How to Tune the Parameters

The segment_image_using_watershed Skill has 2 parameters:

markers (required):

  • Marker image with seed regions
  • Units: Image object
  • Each unique value in the marker image represents a different region
  • Markers should be placed at the center of objects to be segmented

connectivity (default: 1):

  • Connectivity for watershed algorithm
  • Units: Integer (1 or 2)
  • 1 for 4-connected (up, down, left, right)
  • 2 for 8-connected (includes diagonals)
  • Typical: 8 for better separation

TIP

Best practice: Create markers by applying distance transform to binary masks, or by detecting object centers. Each marker should be a unique value, with 0 representing background.

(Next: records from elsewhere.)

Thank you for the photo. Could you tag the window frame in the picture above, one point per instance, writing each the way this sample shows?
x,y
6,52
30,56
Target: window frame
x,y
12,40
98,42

Where to Use the Skill in a Pipeline

Segment Image Using Watershed is commonly used in the following pipelines:

  • Separating touching objects - When objects are close together
  • Cell segmentation - Separating individual cells in microscopy
  • Particle analysis - Separating individual particles
  • Object counting - Counting objects that are touching

A typical pipeline for separating touching objects looks as follows:

python
from telekinesis import cornea, pupil
from datatypes import io

# 1. Load the image
image = io.load_image(filepath=...)

# 2. Create binary mask (e.g., using threshold)
binary = pupil.filter_image_using_threshold(image=image, ...)

# 3. Create markers (e.g., distance transform or object centers)
markers = create_markers(binary)

# 4. Apply watershed segmentation
result = cornea.segment_image_using_watershed(
    image=image,
    markers=markers,
    connectivity=2
)

# 5. Process separated objects
annotation = result["annotation"].to_dict()
mask = annotation['labeled_mask']

Related skills to build such a pipeline:

  • load_image: Load images from disk
  • segment_image_using_threshold: Create binary mask

Alternative Skills

Skillvs. Segment Image Using Watershed
segment_image_using_flood_fillFlood fill is simpler. Use flood fill for single region, watershed for multiple regions.

When Not to Use the Skill

Do not use Segment Image Using Watershed when:

  • Objects are well-separated (Use simpler segmentation methods)
  • You don't have markers (Create markers first or use other methods)
  • Speed is critical (Watershed can be slower than simpler methods)

TIP

Watershed is particularly effective for separating objects that are touching or overlapping, such as cells in microscopy or particles in industrial inspection.